The colder air draws moisture from your scalp and strands, leaving them dry and more susceptible to environmental damage like breakage, frizz, and even hair loss. Additionally, most people tend to wash their hair less often when it’s chilly out — which might make for a cozier morning routine, but can ultimately lead to product buildup, scalp irritation, and dandruff. Needless to say, everyone’s strands could use a little TLC this season.
One fail-proof solution for all hair types? “Sleep on a silk pillowcase to avoid friction while sleeping,” Justine Marjan, a celebrity hairstylist who regularly works with Khloé Kardashian and Ashley Graham, tells The Zoe Report. “That can lead to additional frizz and breakage" — and, as it gets chillier and moisture slips from the air, static. She suggests one from Hollywood Silk Solution.
However, as much as you'd like, you can't carry your silk pillowcase everywhere — which is why the essentials, ahead, deserve immediate add-to-cart status.
Fun fact: Because the outer cuticle of straight hair lies flat, it's the most light-reflective hair type — which means it’s all the more noticeable when dry, winter air has dulled your hair’s shine. Joey George, a hairstylist who’s worked with Emily Ratajkowski, suggests using a shine spray like IGK’s Expensive Amla Oil Hi-Shine Topcoat to give your hair a mirror finish during the season that strips its shine the most. And for hair that falls flat underneath your hat? Volumizers always do the trick.
Just because summer’s over doesn’t mean you need to ditch your go-to beach waves — but sea salt spray is definitely too drying for this time of year.

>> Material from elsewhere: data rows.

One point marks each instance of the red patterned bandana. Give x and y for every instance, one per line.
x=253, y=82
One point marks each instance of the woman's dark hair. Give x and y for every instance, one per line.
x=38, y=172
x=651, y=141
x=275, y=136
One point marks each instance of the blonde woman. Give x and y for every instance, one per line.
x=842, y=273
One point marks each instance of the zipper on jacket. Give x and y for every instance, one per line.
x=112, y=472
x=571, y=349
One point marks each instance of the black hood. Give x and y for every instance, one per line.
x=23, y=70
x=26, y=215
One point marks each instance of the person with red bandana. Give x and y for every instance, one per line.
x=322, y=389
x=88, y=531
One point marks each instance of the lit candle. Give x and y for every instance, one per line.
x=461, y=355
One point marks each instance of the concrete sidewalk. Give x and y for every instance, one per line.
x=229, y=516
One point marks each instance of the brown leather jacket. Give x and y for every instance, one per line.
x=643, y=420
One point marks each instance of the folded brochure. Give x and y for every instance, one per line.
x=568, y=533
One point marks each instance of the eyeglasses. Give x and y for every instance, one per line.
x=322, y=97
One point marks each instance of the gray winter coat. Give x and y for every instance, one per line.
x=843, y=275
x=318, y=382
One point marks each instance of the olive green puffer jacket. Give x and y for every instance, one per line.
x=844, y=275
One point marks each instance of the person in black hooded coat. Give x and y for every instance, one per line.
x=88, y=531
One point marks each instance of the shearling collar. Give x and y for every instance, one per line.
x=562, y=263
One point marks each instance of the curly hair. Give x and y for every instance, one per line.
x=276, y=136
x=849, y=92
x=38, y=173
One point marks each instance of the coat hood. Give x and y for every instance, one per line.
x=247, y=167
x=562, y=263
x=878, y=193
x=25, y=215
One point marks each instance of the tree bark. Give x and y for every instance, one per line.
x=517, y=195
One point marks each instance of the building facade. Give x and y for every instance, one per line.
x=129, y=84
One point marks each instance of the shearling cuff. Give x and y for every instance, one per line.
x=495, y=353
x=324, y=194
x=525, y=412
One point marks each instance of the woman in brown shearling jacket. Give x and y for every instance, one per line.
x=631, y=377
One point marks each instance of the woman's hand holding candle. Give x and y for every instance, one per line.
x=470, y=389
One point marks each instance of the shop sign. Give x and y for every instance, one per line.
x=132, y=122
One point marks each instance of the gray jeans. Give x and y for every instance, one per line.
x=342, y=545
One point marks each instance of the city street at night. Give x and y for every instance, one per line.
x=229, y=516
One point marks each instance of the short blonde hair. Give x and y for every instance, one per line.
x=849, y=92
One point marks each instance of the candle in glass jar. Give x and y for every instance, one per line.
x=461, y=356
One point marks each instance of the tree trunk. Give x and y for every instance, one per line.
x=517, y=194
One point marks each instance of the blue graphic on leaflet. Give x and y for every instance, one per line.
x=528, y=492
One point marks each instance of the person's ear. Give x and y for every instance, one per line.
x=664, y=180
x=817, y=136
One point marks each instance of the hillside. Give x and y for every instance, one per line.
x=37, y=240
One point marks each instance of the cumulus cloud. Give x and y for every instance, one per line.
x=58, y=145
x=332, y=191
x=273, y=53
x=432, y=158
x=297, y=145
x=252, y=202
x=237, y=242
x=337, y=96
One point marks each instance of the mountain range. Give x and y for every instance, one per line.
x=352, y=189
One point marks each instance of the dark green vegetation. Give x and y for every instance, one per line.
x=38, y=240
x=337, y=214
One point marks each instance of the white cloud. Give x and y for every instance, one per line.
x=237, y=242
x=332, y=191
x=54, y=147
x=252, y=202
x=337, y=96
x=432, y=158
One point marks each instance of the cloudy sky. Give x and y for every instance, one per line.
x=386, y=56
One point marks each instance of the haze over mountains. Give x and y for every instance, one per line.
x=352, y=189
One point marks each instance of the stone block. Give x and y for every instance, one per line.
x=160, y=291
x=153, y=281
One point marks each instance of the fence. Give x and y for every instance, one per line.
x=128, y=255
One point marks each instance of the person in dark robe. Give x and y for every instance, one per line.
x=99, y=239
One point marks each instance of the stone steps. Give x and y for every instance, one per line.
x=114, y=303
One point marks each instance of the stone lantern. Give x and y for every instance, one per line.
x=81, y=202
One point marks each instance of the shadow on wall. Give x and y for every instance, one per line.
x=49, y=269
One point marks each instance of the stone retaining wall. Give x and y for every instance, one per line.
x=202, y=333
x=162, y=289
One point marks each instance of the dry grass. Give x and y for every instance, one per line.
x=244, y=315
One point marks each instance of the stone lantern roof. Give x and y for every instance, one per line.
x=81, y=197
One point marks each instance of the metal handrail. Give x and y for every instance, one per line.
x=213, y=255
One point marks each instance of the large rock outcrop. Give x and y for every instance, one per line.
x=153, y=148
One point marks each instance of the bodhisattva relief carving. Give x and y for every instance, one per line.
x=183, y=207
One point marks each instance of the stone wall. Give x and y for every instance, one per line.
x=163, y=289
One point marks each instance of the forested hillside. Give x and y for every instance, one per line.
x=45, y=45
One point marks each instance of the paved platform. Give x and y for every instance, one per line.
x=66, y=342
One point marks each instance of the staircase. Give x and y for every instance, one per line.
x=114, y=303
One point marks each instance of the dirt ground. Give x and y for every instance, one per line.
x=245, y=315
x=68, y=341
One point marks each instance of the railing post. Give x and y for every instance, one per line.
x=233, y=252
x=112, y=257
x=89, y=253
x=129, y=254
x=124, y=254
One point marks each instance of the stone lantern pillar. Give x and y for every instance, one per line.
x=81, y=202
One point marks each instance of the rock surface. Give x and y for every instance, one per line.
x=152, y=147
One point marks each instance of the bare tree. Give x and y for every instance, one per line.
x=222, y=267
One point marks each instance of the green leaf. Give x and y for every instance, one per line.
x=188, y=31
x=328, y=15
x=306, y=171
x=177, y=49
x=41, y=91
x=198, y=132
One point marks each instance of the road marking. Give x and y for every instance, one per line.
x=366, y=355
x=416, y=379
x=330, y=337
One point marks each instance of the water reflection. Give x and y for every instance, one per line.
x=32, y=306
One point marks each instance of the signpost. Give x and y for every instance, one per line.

Instead, opt for more hydrating wave products to give you the movement (and moisture) you crave. “Apply the OUAI Air Dry Foam to damp hair and finish by air drying,” George suggests. “It gives perfect texture without that crunchy feel.”
And for extra definition without air-drying (because who wants to catch a cold?), try the new Dyson Airwrap. “This new styling tool is used on damp hair and uses hot air to wrap hair around its ceramic plates and encourage curls and waves,” George reveals. “The best thing about this tool is that you’re not damaging your hair with excessive heat” — a key for styling at any time of the year.
Natural hair requires constant moisture, and winter wind (and wool hats) can take that away. To prevent dryness, try setting curls or coils in a protective style, like a twist-out, overnight. Marjan suggests using Tresemme’s Botanique Naturals collection — or, if you prefer a wash and go, diffuse with the GHD Air Professional Performance Hairdryer. "Make sure to use the high heat, low pressure setting for the best results," she suggests.
For curly and coily girls looking to extend time between shampoos, George suggests Briogeo’s Be Gentle, Be Kind, Avocado + Quinoa Co-Wash. “My natural hair clients are obsessed with this non-lathering, conditioning cleanser,” he says. “It won’t strip hair of natural oils or color.”
Since color-treated hair tends to be pretty dry already, it has the most potential to rack up extra damage over fall and winter. “If ends are dry, use a leave-in serum like Oribe Power Drops Hydration and Anti-Pollution Booster,” Davide Marinelli, the owner of Davide Hair Studio in New York City, recommends. “You can apply the product in small sections to the ends, roots, or all over.”
As far as preserving your color, a range like Redken’s Color Extend Magnetics collection is the way to go, due to the gentle color-sealing amino-ions in the formula. "Hair feels soft and flexible, and your color will last longer after use," George notes.